All UL HPC users should back up important files on a regular basis. Ultimately, it is your responsibility to protect yourself from data loss.

Directories on the UL HPC clusters infrastructure

There are multiple cluster file systems used in UL HPC clusters to support computation jobs. These file systems are accessible through home, project, and scratch directories.

The cluster file systems are not meant to be used for data storage, so there are minimal back ups created for files in the cluster file systems. The backups are only accessible by UL HPC staff for disaster recovery purposes only. The following table summarizes the backups kept for each file system mount point.

Directory Path Backup location Frequency Retention
home directories ${HOME} not backed up -
scratch ${SCRATCH} not backed up -
projects ${PROJECTHOME} CDC, Belval Weekly One backup per week of the backup directory ONLY (${PROJECTHOME}/<project name>/backup/).

Project backups

Use the backup subdirectory in your project directories to store important configuration files for you projects that are specific to the UL HPC clusters.

UL HPC backup policy

Data are copied live from the GPFS file system to a backup server (due to limitation regarding snapshots in GPFS). The backup data are copied to a Disaster Recovery Site (DRS) in a location outside the server room where the primary backup server is located.

Directories on the SIU Isilon infrastructure

Projects stored on the Isilon system are snapshotted regularly. This includes the NFS export of Isilon in HL HPC systems, personal and project directories in Atlas, the SMB export of Isilon, but not the personal directories of the students exported through the Poseidon SMB export of Isilon. The following snapshot schedule and retention strategy are used:

SIU back up policy

Backed up snapshot Retention
Daily 14 days
Weekly 5 months
Monthly 12 months

Snapshots of directories in Isilon

Users can access some snapshoted data through the snapshots of the Isilon file systems. This can help restore data after incidents such as accidental data deletion. Each project directory, in /mnt/isilon/projects/ contains a hidden sub-directory called .snapshot.

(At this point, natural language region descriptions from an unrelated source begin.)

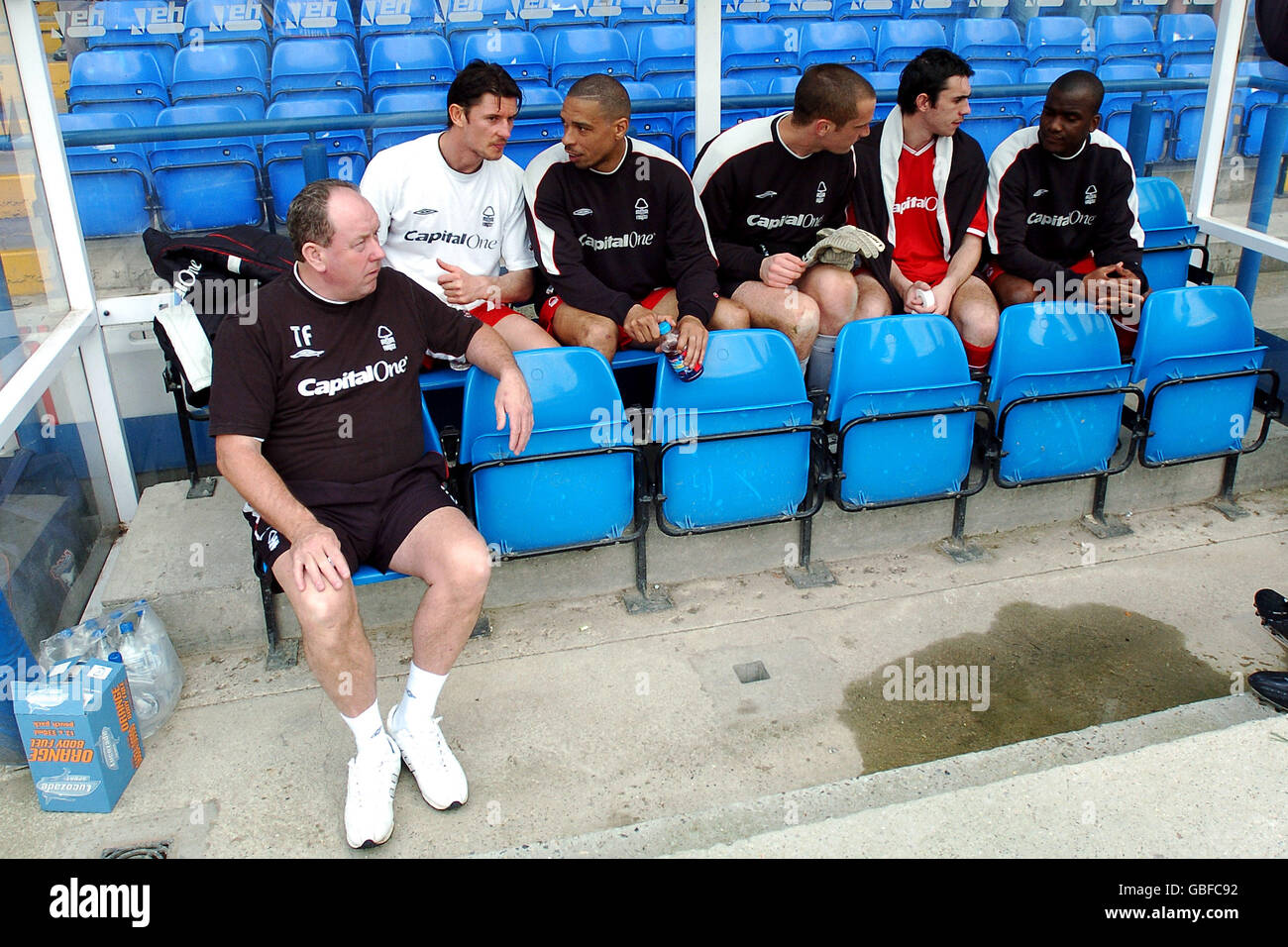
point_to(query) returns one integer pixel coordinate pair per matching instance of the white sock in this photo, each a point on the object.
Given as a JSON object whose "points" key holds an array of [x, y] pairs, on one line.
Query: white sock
{"points": [[369, 731], [419, 698]]}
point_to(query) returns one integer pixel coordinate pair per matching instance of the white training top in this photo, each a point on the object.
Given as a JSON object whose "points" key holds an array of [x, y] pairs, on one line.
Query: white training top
{"points": [[430, 211]]}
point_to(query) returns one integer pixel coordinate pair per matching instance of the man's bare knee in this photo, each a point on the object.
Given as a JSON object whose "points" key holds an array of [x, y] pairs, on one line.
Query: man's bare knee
{"points": [[730, 315]]}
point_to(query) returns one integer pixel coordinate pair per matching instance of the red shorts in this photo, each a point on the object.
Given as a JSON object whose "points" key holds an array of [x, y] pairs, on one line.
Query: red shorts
{"points": [[992, 272], [546, 313], [488, 315]]}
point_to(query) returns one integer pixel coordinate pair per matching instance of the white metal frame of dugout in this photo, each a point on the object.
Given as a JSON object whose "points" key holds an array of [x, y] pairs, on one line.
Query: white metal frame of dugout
{"points": [[80, 333]]}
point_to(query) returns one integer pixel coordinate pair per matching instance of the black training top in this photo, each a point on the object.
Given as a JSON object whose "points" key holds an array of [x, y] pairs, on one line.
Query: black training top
{"points": [[331, 388], [763, 198], [1046, 213], [608, 239]]}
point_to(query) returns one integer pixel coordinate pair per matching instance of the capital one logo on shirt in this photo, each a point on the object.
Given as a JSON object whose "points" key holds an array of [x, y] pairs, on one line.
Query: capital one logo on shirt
{"points": [[927, 204], [376, 371]]}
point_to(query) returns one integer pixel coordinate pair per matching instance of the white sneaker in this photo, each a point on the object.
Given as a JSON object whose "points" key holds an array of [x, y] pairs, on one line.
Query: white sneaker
{"points": [[430, 761], [369, 808]]}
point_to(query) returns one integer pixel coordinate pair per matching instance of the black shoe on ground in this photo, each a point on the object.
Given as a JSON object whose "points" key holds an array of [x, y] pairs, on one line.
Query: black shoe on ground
{"points": [[1270, 686]]}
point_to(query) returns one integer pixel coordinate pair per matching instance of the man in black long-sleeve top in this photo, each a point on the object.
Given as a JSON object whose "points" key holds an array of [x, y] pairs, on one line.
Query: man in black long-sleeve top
{"points": [[768, 187], [619, 234], [1063, 213]]}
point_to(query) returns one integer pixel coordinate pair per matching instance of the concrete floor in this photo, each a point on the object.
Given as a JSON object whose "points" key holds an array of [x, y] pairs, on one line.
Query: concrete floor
{"points": [[588, 731]]}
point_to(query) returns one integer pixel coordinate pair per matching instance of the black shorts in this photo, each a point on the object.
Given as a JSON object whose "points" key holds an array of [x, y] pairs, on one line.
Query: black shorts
{"points": [[370, 518]]}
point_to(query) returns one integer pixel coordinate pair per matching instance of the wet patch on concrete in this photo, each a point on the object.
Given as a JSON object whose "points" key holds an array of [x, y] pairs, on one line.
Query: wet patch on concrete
{"points": [[1035, 672]]}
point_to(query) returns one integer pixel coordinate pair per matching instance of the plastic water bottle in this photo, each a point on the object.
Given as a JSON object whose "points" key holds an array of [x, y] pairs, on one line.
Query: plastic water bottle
{"points": [[141, 671], [674, 354]]}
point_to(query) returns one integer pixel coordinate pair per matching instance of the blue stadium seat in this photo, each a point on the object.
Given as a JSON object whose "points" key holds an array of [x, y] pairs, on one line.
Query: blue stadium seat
{"points": [[786, 11], [294, 20], [1031, 76], [900, 42], [1186, 38], [304, 68], [1116, 110], [533, 136], [206, 183], [887, 85], [1127, 38], [992, 120], [666, 50], [153, 27], [1170, 237], [848, 42], [233, 25], [398, 62], [468, 17], [871, 13], [548, 18], [407, 101], [902, 365], [1256, 103], [784, 85], [1186, 335], [737, 11], [638, 17], [378, 18], [991, 44], [1064, 43], [943, 11], [584, 500], [120, 81], [751, 385], [223, 71], [585, 51], [1050, 352], [648, 125], [514, 50], [346, 150], [1189, 107], [111, 182], [756, 53], [684, 121]]}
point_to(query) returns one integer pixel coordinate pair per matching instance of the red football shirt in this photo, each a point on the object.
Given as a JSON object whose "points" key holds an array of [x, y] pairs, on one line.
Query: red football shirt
{"points": [[918, 248]]}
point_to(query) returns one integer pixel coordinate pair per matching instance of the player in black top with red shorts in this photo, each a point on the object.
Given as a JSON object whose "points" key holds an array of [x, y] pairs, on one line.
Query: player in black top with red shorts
{"points": [[1063, 213], [619, 234], [769, 185]]}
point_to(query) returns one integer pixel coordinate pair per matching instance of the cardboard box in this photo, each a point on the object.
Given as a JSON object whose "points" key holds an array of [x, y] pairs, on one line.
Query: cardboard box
{"points": [[78, 733]]}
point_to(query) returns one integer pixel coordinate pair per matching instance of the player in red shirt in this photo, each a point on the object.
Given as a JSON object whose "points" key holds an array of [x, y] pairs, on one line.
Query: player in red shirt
{"points": [[921, 185]]}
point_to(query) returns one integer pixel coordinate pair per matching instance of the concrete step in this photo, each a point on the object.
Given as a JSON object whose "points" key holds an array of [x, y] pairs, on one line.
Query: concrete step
{"points": [[192, 557]]}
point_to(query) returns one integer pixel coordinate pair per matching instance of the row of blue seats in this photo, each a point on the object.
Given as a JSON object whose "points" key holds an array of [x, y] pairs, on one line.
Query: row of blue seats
{"points": [[741, 446], [750, 51]]}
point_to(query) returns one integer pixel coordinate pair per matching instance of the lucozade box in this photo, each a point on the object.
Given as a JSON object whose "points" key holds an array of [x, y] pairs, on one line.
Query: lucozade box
{"points": [[78, 733]]}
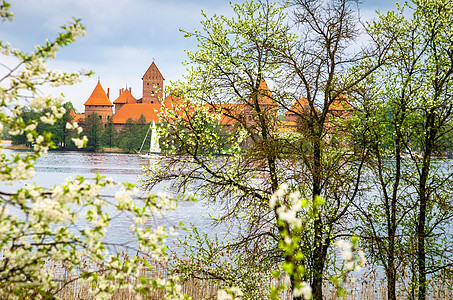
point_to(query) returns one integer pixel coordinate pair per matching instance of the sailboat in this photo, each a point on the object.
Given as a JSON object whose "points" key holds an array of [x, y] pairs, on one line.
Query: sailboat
{"points": [[154, 148]]}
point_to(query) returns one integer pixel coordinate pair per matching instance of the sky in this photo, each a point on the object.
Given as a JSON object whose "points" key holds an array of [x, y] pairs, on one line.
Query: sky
{"points": [[123, 37]]}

  • The .snapshot directory is invisible to ls, but also to ls -a, find and similar commands.
  • Snapshots can be browsed normally after changing into the snapshot directory (cd .snapshot).
  • Files cannot be created, deleted, or edited in snapshots; files can only be copied out of a snapshot.
  • Only a few, strategically selected snapshots are exposed to the users. See the section on backup restoration on how to access other snapshots if you need them.

Backup of directories in Isilon

Isilon backups your data automatically, by copying snapshot data to storage in a Disaster Recovery Site (DRS) in a location outside the server room where the primary data storage (Isilon) is located. In case of system failure, the latest snapshot in the DRS storage system will be used to restore your data.

Backup and snapshot relation

Snapshots are not backups as they do not protect against a total system failure, they only permit recovering files in case of accidental deletion. Proper backup storage requires that the data are redundant and highly available with respect to a whole system failure (the whole of Isilon system failing). Snapshots provide a frozen version of the data that is then replicated in the DRS system to guard against whole system failure.

The Isilon system provides backup storage by copying snapshot data to the DRS system. Backup policies impose specific restrictions on the frequency of snapshot, number of copies, and storage types used, like requirements to maintain a copy of your data in an offline system. If the policy of your project imposes any requirements that are stricter than the SIU policy, you will have to provide your own backup solution.

Restore

If you require the restoration of lost data, please create a new request on Service Now portal, with pathnames and timestamps of the missing data.

Such restore requests may take a few days to complete and are not guaranteed.

Backup Tools

In practice, the ULHPC backup infrastructure is fully puppetized and make use of several tools facilitating the operations:

  • backupninja, which allows you to coordinate system backup by dropping a few simple configuration files into /etc/backup.d/;
  • a forked version of bontmia, which stands for "Backup Over Network To Multiple Incremental Archives";
  • BorgBackup, a deduplicating backup program supporting compression and authenticated encryption;
  • several internal scripts to pilot LVM snapshots/backup/restore operations.